BrAIn demonstrated how AI-supported humanoid robots can provide companionship for older adults while carefully respecting ethical boundaries and supporting, rather than replacing, human care. The project’s implementation pathway highlights the importance of user acceptance, safety validation and continuous co-creation alongside technological development.
Participants also reflected on the growing role of generative AI in everyday healthcare communication. Large language models are already helping patients interpret complex discharge summaries, understand medical terminology and engage more confidently in conversations with healthcare professionals. These emerging applications illustrate how AI can improve health literacy when implemented responsibly.
Collaboration as a project outcome
Perhaps the most valuable takeaway from the panel was that collaboration itself can be considered a project result.
Although each initiative operates under different funding programmes, targets different populations and tests different technologies, the challenges they face—and the solutions they develop—are remarkably similar. Sharing implementation methodologies, evaluation approaches, stakeholder engagement strategies and policy recommendations allows projects to build upon one another instead of reinventing solutions independently.
For DIGI4Care, the discussion reinforced that cross-project synergies extend well beyond dissemination activities. They create opportunities to accelerate innovation, avoid duplication of effort and strengthen the evidence needed to bring successful digital solutions into routine healthcare.
As European healthcare systems continue their digital transformation, projects may come to an end, but the networks, partnerships and shared knowledge they create should continue to grow. After all, digital innovation achieves its greatest impact not when projects work in parallel, but when they learn from one another.
Synergy Panel Participants
The discussion brought together representatives of several European projects working to advance digital transformation in healthcare through complementary approaches and shared implementation experience:
· BrAIn – Bringing Artificial Intelligence Towards SMEs –Danube Interreg; represented by Renáta Csabai (Pannon Business Network)
· HealthLabs4Value – Digitalising patient-oriented health care – Interreg Central Europe, represented by Ákos Szépvölgyi (Central Transdanubian Regional Innovation Agency)

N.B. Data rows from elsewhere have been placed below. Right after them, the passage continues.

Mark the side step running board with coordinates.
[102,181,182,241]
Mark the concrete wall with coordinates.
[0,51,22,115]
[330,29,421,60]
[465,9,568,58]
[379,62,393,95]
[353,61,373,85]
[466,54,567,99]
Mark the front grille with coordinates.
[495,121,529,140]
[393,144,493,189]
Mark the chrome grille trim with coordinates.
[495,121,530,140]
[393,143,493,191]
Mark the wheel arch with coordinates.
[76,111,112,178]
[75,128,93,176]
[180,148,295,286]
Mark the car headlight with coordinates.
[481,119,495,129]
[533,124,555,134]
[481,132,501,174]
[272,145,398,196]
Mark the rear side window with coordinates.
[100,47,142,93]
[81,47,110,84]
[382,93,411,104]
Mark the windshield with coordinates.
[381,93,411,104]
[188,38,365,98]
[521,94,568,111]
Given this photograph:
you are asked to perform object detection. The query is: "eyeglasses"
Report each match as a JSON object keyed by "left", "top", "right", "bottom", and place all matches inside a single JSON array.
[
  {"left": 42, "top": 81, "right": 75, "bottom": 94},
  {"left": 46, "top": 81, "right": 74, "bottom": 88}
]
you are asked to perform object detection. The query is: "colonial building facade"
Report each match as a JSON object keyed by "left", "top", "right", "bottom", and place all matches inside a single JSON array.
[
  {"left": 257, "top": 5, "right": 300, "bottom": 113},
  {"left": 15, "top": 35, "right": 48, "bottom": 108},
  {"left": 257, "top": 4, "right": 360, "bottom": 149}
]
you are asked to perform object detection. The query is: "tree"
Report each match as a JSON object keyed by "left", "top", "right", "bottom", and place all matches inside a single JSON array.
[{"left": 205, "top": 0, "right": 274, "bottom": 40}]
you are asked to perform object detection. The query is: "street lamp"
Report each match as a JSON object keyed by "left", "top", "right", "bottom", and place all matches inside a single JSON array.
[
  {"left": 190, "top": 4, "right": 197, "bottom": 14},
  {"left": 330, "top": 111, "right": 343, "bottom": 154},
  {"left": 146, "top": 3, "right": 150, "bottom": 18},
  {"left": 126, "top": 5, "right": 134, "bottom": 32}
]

· DigiCare4CE – Digital transformation of long-term care facilities for older people – Interreg Central Europe; represented by Domenic Sommer (Deggendorf Institute of Technology, Germany)
· ShowUp4Health – Building Trust in Roma Communities and Internally Displaced People for NCD Prevention - EU4Health; represented by Dr Endre Pásztor (Hungarian Charity Service of the Order of Malta)
· JACARDI – Joint Action on Cardiovascular Diseases and Diabetes – EU4Healh; represented by Fruzsina Sinka (Semmelweis University & GOKVI Hungary)
· DIGI4Care – Danube Interreg; represented by Dr Ákos Tiboldi (Ludwig Boltzmann Institute, Austria)
The panel discussion was moderated by Albert Aszalós (Semmelweis University, Hungary).